On the contrary, Samples Nos. 1 to 13 for each of which the specific surface area of the powder before sintering fell within a range from 2.0 to 10.0 m2/g were sufficiently densified by sintering at 1050° C. or lower, and each were able to attain a relative dielectric constant εr (the measurement frequency being 1 kHz) of 1800 or more and an electromechanical coupling coefficient kr (the electromechanical coupling coefficient of the radial direction vibration) of 60% or more.

From the above-mentioned results, it has been verified that the technique to control the specific surface area of a powder before sintering is effective for the purpose of lowering the sintering temperature for a piezoelectric ceramic, and does not provide any adverse effect on the piezoelectric properties.

EXAMPLE 2

Piezoelectric ceramics were prepared in the same manner as in Example 1, except that the sintering was carried out in a low oxygen reductive atmosphere in which the oxygen partial pressure was lower than that in the air and 1×10−12 Pa or more. Sample Nos. 14 to 26 thus obtained and the piezoelectric ceramics of Comparative Examples 3 and 4 were allowed to stand for 24 hours, and then subjected to the measurements of the electromechanical coupling coefficient kr of the radial direction vibration and the relative dielectric constant εr under the same conditions as in Example 1. The results thus obtained are shown in FIG. 4.
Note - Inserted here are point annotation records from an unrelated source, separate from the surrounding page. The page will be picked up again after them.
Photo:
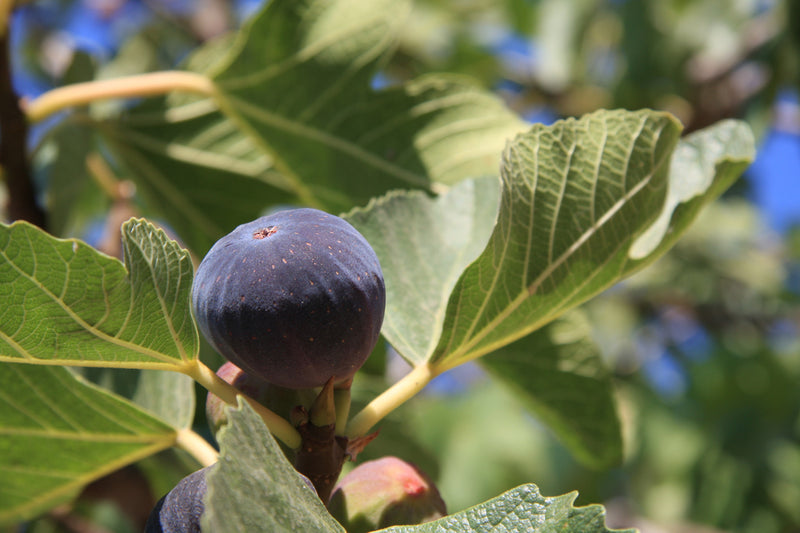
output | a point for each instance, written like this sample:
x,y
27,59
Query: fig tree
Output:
x,y
279,399
382,493
295,298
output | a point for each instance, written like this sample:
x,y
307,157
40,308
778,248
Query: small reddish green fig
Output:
x,y
293,298
382,493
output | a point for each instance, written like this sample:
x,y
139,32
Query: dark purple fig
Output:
x,y
279,399
382,493
294,298
179,511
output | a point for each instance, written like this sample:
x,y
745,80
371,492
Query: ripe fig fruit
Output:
x,y
180,509
295,298
278,399
382,493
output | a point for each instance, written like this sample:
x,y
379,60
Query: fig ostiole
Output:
x,y
294,298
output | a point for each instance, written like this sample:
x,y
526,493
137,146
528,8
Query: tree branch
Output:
x,y
22,204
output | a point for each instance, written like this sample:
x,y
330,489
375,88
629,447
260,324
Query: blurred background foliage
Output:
x,y
704,344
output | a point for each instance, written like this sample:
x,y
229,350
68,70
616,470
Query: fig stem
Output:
x,y
196,446
341,397
277,425
150,84
401,391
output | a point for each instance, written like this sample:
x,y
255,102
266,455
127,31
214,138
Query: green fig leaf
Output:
x,y
67,304
522,509
424,244
58,433
298,82
575,197
547,369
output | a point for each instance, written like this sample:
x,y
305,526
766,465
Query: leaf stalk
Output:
x,y
150,84
277,425
403,390
196,446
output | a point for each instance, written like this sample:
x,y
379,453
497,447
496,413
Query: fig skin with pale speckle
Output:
x,y
295,298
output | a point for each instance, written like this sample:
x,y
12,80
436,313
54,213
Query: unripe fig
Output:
x,y
294,298
279,399
180,509
382,493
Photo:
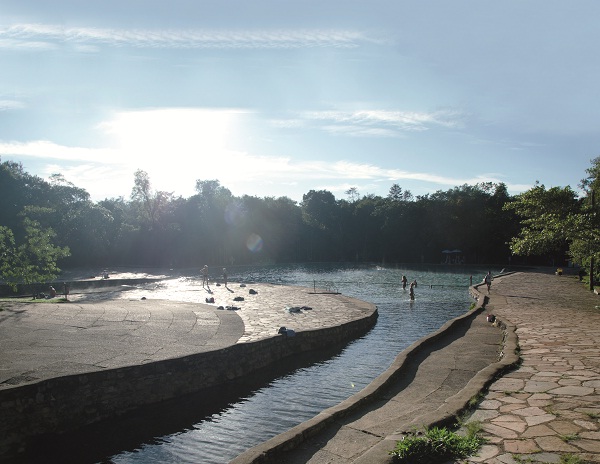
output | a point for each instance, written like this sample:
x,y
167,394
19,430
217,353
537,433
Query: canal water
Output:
x,y
216,426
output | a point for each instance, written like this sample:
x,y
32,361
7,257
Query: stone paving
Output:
x,y
548,408
96,331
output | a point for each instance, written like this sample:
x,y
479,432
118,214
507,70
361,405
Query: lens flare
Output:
x,y
254,243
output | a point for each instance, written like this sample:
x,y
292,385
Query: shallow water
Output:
x,y
266,409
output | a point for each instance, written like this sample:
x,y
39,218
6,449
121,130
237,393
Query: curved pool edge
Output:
x,y
447,414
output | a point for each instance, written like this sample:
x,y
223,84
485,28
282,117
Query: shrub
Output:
x,y
436,445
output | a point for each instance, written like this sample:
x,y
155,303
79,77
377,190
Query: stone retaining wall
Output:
x,y
67,403
29,289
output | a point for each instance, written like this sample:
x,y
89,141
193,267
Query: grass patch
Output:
x,y
569,437
437,445
571,459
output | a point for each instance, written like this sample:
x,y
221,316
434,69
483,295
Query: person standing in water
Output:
x,y
205,275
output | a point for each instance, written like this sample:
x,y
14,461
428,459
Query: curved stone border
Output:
x,y
447,414
61,404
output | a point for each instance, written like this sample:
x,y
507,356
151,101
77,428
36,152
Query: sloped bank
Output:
x,y
275,449
63,404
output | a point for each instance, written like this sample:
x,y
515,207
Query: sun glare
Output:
x,y
174,145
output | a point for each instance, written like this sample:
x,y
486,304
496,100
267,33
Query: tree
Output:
x,y
34,260
554,221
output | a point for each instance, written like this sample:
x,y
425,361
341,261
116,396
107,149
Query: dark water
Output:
x,y
217,426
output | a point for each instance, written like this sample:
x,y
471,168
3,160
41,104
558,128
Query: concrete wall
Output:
x,y
67,403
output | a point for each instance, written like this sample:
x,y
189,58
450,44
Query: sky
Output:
x,y
279,97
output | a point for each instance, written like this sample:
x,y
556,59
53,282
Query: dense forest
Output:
x,y
157,228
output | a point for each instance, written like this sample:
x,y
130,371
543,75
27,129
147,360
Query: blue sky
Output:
x,y
276,97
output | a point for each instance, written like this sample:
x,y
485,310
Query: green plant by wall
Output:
x,y
436,445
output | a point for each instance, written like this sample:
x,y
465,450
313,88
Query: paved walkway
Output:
x,y
50,339
545,410
432,380
550,406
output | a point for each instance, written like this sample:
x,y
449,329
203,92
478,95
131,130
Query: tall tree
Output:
x,y
32,261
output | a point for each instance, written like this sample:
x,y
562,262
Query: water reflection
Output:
x,y
256,410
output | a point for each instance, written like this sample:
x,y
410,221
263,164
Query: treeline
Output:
x,y
157,228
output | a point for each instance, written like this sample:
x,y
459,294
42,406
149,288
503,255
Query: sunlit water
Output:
x,y
266,410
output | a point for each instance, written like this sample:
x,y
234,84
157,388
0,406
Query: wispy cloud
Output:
x,y
8,104
375,123
35,36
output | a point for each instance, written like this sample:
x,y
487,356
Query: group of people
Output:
x,y
204,272
411,290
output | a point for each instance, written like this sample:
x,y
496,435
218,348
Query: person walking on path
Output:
x,y
546,410
488,280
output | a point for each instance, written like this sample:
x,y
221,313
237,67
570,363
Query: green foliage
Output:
x,y
32,261
571,459
436,445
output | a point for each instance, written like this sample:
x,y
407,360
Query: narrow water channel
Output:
x,y
216,426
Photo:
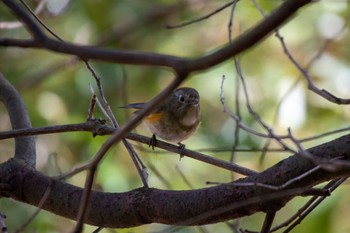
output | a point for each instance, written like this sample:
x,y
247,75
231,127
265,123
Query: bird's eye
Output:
x,y
181,98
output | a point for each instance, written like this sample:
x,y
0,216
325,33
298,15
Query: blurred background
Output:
x,y
55,88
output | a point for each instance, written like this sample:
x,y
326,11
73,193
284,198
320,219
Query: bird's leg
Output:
x,y
153,141
182,149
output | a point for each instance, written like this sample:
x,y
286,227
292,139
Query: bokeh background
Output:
x,y
55,88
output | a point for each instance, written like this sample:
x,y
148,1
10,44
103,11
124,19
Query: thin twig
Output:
x,y
201,18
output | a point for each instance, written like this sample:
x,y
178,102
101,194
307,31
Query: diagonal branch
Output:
x,y
181,65
193,207
24,146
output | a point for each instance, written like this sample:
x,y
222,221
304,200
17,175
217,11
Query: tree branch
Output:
x,y
147,205
24,146
98,127
181,65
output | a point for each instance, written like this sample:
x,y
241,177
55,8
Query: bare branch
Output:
x,y
25,146
181,65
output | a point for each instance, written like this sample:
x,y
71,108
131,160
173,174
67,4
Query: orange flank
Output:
x,y
154,117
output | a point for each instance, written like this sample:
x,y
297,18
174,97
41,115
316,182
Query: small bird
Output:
x,y
176,119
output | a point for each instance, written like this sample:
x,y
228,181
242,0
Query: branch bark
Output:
x,y
180,65
190,207
24,146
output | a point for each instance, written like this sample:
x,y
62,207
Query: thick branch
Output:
x,y
24,146
142,206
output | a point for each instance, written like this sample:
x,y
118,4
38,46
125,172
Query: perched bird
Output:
x,y
176,119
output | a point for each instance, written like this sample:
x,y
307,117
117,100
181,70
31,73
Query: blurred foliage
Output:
x,y
55,90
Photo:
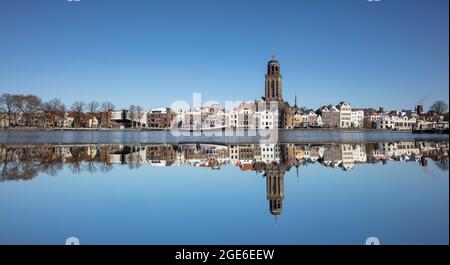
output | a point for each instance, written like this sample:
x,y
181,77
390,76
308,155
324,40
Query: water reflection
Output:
x,y
24,162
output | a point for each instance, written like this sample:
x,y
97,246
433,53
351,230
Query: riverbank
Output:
x,y
227,137
40,129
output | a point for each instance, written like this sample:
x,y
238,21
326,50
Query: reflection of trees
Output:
x,y
26,161
442,163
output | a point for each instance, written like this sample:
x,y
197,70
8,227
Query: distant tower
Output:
x,y
273,85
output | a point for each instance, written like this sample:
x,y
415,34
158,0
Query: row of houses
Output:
x,y
249,115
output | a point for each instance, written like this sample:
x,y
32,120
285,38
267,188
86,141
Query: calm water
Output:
x,y
225,194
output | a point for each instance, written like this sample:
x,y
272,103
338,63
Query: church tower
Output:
x,y
273,85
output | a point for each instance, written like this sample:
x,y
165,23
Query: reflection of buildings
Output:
x,y
275,187
270,160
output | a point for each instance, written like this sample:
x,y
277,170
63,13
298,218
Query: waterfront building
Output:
x,y
160,118
345,115
330,116
395,122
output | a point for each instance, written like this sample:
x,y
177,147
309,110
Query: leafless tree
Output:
x,y
7,105
55,111
78,109
107,106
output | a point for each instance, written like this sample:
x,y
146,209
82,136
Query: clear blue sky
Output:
x,y
392,53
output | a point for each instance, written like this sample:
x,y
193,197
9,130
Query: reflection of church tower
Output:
x,y
275,187
273,85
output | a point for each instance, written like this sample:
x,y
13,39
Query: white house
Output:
x,y
394,122
267,119
345,115
357,118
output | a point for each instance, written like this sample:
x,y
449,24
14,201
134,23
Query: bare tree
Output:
x,y
107,106
78,109
55,111
439,107
7,105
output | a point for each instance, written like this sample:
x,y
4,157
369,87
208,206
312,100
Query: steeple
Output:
x,y
273,86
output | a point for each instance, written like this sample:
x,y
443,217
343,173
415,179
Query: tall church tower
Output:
x,y
273,81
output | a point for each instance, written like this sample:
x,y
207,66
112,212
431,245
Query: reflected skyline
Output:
x,y
272,161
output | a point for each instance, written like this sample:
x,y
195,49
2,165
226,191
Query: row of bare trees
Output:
x,y
30,110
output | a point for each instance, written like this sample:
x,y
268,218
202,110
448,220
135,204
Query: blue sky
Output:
x,y
392,53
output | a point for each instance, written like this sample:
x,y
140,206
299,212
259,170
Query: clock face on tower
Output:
x,y
273,85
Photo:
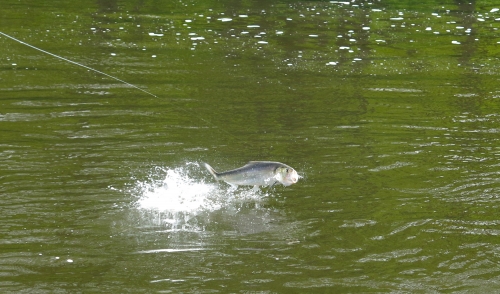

As shown in FIG. 4, also when the sintering atmosphere was changed to a low oxygen reductive atmosphere, there was verified the same tendency as in Example 1 in which the sintering was carried out in air. In other words, by setting the specific surface area of the powder before sintering to fall within the range recommended by the present invention, even such a low temperature sintering at 900 to 1050° C. was able to attain a relative dielectric constant εr (the measurement frequency: 1 kHz) of 1800 or more and an electromechanical coupling coefficient kr (the electromechanical coupling coefficient of the radial direction vibration) of 60% or more.

EXAMPLE 3

Example 3-1

The laminated piezoelectric elements as shown in FIG. 2 were prepared by using the powders before sintering corresponding to Sample Nos. 1 to 5 of Example 1 and Comparative Examples 1 and 2. In each of the laminated piezoelectric elements, the thickness of the piezoelectric layer 11 sandwiched with the internal electrodes 12 was set at 25 μm, and the lamination number of the piezoelectric layers was set at 10; the dimension of the laminate was 4 mm long×4 mm wide; the Ag—Pd alloy (the Pd content in the Ag—Pd alloy: 20% by mass) was used for the internal electrodes 12; and the sintering was carried out in air under the sintering conditions shown in FIG. 5. The piezoelectric elements thus obtained were subjected to a displacement magnitude measurement with an applied voltage of 40 V. The results thus obtained are shown in FIG. 5.

Example 3-2

The laminated piezoelectric elements as shown in FIG. 2 were prepared by using the powders before sintering corresponding to Sample Nos. 14 to 18 of Example 2 and Comparative Examples 3 and 4. The piezoelectric elements were prepared in the same manner as in Example 3-1 except that Cu was used for the internal electrodes 12, and the sintering was carried out in a low oxygen reductive atmosphere (the oxygen partial pressure was lower than that in the air and 1×10−12 Pa or more) under the conditions shown in FIG. 6. The piezoelectric elements thus obtained were subjected to a displacement magnitude measurement with an applied voltage of 40 V in the same manner as in Example 3-1. The results thus obtained are shown in FIG. 6.

As shown in FIGS. 5 and 6, those piezoelectric elements in which the specific surface area of the powder before sintering was set to fall within the range recommended by the present invention exhibited the displacement magnitudes of 170 nm or more and 180 nm or less although sintered at a temperature as low as 900 to 1050° C.